The Pro-Life Women’s Conference: Our Seneca Falls
We could all use some words of hope and encouragement after yesterday’s tragic Supreme Court ruling. I’m probably not the person to give them.
We love to compare the right-to-life struggle to earlier causes like women’s suffrage and the abolition of slavery, but we shy away from seeing that comparison through and concluding that victory is centuries away. We “only” have 43 years and 55,000,000+ victims behind us, but we tell ourselves the end is within our lifetimes. I’d like to think so, but I grow pessimistic. I think about how I won’t get to see justice prevail because there’s no afterlife. I listen to really sad music. I drink wine.
Sorry, where was I going with this?
Oh, right. If you take the long view, then last weekend offers a great reason for hope. The inaugural Pro-Life Women’s Conference took place in Dallas, and it was incredible. “Our Seneca Falls,” more than one attendee called it. It’s always encouraging to be among friends and like-minded people, but this was special.
The diversity was incredible. Beyond being pro-life women, we had little else in common. People old enough to remember 1973 mingled with high school students. Mothers brought their young children. A significant fraction of attendees and speakers were people of color. The conference was friendly to wheelchair users.
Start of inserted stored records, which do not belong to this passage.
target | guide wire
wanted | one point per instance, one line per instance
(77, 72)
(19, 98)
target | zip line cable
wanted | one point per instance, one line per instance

I encountered stridently conservative Christians, and members of the Pro-Life Alliance of Gays and Lesbians. I met the president of Democrats for Life, and a woman who is running for state office as a libertarian. And we came from all segments of the pro-life movement: pregnancy center leaders, campus activists, abortion survivors, sidewalk counselors, political lobbyists, birth mothers, and former abortion workers.
Pictures speak louder than words, so check out our photo album.
If I were on the other side, and I spied on the Pro-Life Women’s Conference, I would be petrified. We’re unified. We’re learning from each other. We’re thinking historically. We aren’t giving up.
The Seneca Falls convention took place in 1848. The Nineteenth Amendment to the U.S. Constitution, giving women the right to vote, wasn’t enacted until 72 years later, and not enforced for women of color for several additional decades. It is our duty as pro-life advocates to shrink that timeline as much as we possibly can. Lives depend on it.